Managed Care Letter

Dear Families:

The intent of this letter is to explain how your insurance coverage applies to your child’s treatment at Meridell Achievement Center.

If you have an insurance plan that includes coverage for behavioral health residential treatment, admission and continued stay at Meridell Achievement Center is subject to your / your employer’s coverage policy and your insurers determination of medical necessity for treatment.

Your insurer might be Blue Cross & Blue Shield, Aetna, Cigna, United Health Care, ValueOptions or another company. If your insurer authorizes admission, they will specify the number of days they will initially approve. At admission, they often grant seven days, sometimes more, sometimes fewer.
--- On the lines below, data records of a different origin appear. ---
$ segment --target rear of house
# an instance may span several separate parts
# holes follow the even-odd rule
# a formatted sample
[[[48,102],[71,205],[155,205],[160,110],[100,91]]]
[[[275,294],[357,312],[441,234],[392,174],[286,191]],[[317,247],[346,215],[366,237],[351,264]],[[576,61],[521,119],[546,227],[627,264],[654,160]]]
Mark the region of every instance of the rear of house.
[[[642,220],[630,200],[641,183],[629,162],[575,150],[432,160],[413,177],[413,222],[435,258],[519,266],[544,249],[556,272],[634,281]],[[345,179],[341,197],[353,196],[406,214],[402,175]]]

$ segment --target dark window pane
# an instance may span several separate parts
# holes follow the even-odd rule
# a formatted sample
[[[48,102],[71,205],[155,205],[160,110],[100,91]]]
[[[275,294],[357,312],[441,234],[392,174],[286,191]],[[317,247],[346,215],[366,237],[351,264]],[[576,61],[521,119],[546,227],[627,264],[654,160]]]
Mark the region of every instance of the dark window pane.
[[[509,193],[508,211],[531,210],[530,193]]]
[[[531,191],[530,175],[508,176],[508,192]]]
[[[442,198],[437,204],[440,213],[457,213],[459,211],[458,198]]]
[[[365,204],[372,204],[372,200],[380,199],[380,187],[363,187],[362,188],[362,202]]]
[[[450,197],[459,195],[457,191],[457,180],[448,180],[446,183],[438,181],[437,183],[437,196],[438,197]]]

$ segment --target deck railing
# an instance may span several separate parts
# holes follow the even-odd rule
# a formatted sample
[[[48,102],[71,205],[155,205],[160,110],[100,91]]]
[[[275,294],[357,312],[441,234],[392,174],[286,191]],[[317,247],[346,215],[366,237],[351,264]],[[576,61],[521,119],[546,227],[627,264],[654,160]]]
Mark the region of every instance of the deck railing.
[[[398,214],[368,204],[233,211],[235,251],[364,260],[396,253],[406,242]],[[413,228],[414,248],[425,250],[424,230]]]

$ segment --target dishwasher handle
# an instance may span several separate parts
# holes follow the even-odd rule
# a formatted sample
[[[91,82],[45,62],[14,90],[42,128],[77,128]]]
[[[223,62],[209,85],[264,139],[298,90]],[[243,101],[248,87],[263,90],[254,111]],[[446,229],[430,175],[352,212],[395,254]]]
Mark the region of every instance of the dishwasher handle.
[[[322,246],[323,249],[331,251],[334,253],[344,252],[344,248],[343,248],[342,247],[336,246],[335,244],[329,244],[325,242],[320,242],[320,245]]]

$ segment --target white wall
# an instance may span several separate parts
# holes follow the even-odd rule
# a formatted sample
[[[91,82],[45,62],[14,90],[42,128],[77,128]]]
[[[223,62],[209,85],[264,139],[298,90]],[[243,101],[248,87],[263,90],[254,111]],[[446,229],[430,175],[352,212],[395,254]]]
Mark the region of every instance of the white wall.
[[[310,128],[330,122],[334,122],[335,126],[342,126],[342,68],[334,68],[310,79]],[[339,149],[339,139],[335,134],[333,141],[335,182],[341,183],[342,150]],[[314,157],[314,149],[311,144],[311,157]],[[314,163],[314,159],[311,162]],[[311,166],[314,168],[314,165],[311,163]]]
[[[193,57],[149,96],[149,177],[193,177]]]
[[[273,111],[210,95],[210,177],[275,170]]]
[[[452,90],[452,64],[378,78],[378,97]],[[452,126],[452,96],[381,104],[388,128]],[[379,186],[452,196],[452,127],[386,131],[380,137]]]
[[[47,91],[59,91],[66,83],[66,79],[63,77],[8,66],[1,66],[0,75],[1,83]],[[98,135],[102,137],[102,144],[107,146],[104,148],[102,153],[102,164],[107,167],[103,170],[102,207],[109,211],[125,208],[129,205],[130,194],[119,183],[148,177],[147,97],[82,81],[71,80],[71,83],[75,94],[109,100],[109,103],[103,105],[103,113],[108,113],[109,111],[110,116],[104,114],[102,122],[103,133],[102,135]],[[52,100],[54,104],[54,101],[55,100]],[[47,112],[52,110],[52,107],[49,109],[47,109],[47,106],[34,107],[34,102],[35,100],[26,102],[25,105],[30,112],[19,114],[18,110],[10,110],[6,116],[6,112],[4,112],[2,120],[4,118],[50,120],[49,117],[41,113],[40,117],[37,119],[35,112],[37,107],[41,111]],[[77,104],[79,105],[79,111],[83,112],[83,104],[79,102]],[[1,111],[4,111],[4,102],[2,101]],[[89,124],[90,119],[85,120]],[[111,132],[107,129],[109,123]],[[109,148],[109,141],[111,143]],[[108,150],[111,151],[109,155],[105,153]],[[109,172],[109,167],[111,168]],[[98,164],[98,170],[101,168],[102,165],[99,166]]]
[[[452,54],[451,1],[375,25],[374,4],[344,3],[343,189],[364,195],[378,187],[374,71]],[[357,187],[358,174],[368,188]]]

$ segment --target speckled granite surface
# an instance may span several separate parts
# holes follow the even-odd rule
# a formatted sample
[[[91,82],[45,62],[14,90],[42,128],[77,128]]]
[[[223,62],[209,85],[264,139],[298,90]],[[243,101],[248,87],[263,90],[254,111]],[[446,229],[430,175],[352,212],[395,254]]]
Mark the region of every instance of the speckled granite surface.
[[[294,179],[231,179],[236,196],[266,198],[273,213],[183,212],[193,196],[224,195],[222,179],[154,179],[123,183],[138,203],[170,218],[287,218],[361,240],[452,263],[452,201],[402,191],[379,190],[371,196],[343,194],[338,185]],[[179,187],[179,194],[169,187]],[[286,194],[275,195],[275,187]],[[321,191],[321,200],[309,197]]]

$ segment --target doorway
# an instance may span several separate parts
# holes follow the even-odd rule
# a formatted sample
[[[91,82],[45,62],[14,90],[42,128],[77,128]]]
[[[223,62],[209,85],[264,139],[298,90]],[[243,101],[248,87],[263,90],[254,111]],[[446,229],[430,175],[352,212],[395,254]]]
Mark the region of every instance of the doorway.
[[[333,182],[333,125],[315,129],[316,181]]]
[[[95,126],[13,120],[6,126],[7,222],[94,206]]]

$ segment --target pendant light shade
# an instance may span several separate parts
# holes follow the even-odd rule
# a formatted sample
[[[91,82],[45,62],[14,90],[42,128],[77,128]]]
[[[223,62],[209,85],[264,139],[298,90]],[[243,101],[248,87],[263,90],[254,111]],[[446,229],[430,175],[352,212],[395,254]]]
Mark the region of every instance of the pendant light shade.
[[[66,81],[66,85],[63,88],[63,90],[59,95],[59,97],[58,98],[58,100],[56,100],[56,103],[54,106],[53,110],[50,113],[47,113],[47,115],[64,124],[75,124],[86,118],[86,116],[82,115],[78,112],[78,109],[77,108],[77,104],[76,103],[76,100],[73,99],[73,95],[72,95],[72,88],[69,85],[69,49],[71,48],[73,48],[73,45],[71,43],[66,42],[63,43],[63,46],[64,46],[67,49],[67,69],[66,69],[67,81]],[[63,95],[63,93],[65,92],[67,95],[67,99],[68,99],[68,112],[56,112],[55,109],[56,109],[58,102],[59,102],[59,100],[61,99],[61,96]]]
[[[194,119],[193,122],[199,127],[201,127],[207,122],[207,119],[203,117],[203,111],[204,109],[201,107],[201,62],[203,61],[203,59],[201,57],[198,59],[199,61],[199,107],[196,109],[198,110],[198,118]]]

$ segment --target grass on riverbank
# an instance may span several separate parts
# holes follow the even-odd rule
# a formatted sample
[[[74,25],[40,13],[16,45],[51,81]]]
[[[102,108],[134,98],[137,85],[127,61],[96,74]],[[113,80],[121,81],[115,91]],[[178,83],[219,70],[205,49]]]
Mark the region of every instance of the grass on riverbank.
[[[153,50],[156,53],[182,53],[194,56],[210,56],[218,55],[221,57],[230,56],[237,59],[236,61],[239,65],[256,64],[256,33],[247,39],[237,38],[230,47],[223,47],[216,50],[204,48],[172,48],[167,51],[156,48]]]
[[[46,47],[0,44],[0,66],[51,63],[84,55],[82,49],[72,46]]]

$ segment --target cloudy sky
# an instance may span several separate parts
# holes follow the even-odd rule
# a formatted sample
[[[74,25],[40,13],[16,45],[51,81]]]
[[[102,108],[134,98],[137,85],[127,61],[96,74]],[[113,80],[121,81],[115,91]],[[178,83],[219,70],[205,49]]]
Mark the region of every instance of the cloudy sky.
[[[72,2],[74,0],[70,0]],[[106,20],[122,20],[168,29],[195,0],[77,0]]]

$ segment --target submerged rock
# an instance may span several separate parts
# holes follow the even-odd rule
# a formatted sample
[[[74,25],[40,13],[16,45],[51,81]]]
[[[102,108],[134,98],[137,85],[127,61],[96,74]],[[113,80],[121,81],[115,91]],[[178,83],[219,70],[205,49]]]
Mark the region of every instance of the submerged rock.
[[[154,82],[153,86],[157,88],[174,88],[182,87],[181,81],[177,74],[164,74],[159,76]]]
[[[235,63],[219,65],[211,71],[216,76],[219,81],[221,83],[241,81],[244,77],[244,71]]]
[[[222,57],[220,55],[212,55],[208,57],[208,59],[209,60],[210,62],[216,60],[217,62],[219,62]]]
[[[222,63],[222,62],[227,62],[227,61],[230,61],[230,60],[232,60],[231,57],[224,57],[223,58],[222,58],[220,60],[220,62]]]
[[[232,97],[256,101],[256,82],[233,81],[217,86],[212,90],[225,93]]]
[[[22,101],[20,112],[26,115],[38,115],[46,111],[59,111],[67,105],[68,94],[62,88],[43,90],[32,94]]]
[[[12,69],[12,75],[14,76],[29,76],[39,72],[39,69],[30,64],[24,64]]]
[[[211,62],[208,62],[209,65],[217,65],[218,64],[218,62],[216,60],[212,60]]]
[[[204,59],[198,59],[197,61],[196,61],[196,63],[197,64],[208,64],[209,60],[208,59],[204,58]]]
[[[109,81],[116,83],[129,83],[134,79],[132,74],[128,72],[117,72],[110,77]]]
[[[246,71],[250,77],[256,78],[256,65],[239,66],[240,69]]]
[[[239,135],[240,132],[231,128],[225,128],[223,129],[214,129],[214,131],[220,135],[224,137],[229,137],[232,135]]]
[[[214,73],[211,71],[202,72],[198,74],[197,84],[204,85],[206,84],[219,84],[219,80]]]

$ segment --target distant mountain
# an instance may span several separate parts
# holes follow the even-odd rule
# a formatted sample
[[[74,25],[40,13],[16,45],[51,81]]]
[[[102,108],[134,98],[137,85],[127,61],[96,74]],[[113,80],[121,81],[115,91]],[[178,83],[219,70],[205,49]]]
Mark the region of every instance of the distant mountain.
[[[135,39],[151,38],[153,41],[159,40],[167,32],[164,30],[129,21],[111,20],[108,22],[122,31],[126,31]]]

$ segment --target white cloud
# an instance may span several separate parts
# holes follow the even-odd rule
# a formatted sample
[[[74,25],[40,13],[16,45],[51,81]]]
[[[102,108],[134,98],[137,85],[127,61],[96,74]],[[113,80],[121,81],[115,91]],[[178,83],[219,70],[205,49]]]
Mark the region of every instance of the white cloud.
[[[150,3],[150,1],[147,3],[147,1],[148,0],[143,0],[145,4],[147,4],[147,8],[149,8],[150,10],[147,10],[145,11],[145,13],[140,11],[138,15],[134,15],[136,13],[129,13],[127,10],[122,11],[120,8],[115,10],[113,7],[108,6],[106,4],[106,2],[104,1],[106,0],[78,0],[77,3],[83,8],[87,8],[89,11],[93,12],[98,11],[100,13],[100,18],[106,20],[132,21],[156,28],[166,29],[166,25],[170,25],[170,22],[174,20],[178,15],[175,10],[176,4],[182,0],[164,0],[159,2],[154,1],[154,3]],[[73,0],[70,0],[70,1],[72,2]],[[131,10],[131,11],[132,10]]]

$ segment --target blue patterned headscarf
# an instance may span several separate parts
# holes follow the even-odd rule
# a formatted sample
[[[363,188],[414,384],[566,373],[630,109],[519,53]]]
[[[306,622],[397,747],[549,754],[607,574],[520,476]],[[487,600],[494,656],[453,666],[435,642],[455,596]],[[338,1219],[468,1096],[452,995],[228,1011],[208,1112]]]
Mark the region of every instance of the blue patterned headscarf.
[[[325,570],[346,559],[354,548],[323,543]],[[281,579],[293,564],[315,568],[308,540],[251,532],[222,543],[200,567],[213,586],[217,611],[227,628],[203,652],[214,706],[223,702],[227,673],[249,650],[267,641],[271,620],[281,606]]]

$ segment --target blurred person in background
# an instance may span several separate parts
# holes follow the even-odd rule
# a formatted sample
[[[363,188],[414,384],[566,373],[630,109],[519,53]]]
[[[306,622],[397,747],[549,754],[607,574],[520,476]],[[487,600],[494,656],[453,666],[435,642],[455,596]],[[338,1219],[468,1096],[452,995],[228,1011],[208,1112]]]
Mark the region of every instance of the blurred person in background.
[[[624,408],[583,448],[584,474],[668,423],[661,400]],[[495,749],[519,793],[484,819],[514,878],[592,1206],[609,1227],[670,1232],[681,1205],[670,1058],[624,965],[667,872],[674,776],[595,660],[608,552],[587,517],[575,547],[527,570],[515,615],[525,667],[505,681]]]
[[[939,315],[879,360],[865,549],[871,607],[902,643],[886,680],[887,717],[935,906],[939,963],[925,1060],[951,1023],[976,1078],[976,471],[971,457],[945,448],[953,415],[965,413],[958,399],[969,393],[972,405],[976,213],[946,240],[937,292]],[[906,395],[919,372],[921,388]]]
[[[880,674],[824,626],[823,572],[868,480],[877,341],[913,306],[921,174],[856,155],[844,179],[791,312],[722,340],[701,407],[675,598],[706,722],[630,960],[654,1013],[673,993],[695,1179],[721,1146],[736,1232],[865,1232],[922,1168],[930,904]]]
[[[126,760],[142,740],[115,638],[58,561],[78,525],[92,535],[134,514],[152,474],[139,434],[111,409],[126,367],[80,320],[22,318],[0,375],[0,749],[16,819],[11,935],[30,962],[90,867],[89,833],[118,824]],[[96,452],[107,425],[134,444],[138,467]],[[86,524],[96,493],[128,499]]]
At the end of this initial period, Meridell will review your child’s progress with your insurer. This is called concurrent review and is completed by our Utilization Management Department.

If your insurer determines that your child meets their criteria for continued residential treatment, they will authorize more days. This review process will continue throughout your child’s stay at Meridell.

At some point in the utilization review process, your insurer may determine that your child no longer requires care at the residential treatment level of care. They may determine that your child is doing well enough to be discharged to a less intensive level of care such as outpatient care. If we believe that there is additional information that could change that determination, your insurer will schedule a peer review. During a peer review, your child’s psychiatrist at Meridell will review your child’s progress with your insurers psychiatrist. Based on this review, additional days may be authorized.

If additional days are not authorized, your insurer will deny additional payment for continued days of treatment at Meridell. If this occurs, an appeal may be filed with your insurer. You will be notified of your insurer’s decision to end their payment of your child’s treatment at Meridell.

Your child’s program therapist will discuss this with you, as will our Business Office. The therapist will advise you of the treatment team’s recommendations. The Business Office will advise you of the cost of continuing care privately.

The appeal process may go through several levels. It may take two to three days for each level of appeal, and up to 30 days for an independent review done by a psychiatrist independent of your insurer. You will be financially responsible for your child’s treatment at Meridell during the review process.

Your insurer might reconsider their denial. If this occurs, the denial is “overturned.” Your insurer will make payment for all the days previously denied and will specify how many more days of treatment will be authorized for payment. The concurrent review process will continue.

If your insurer’s denial is upheld, you will have two choices. Either your child can be discharged to continue treatment in outpatient care as recommended by the insurer, or you can continue your child’s treatment at Meridell with a private-pay arrangement.

You may disagree with your insurance company’s final determination and you have the right to challenge your insurers decision. At your request, we may be able to assist you. You can express your concerns to your employer’s benefits office and/or the Texas Department of Insurance.

The above information summarizes how insurance coverage applies at Meridell. We hope it gives you a better understanding and sets your expectations about residential treatment. Please do not hesitate to ask questions to help understand this process.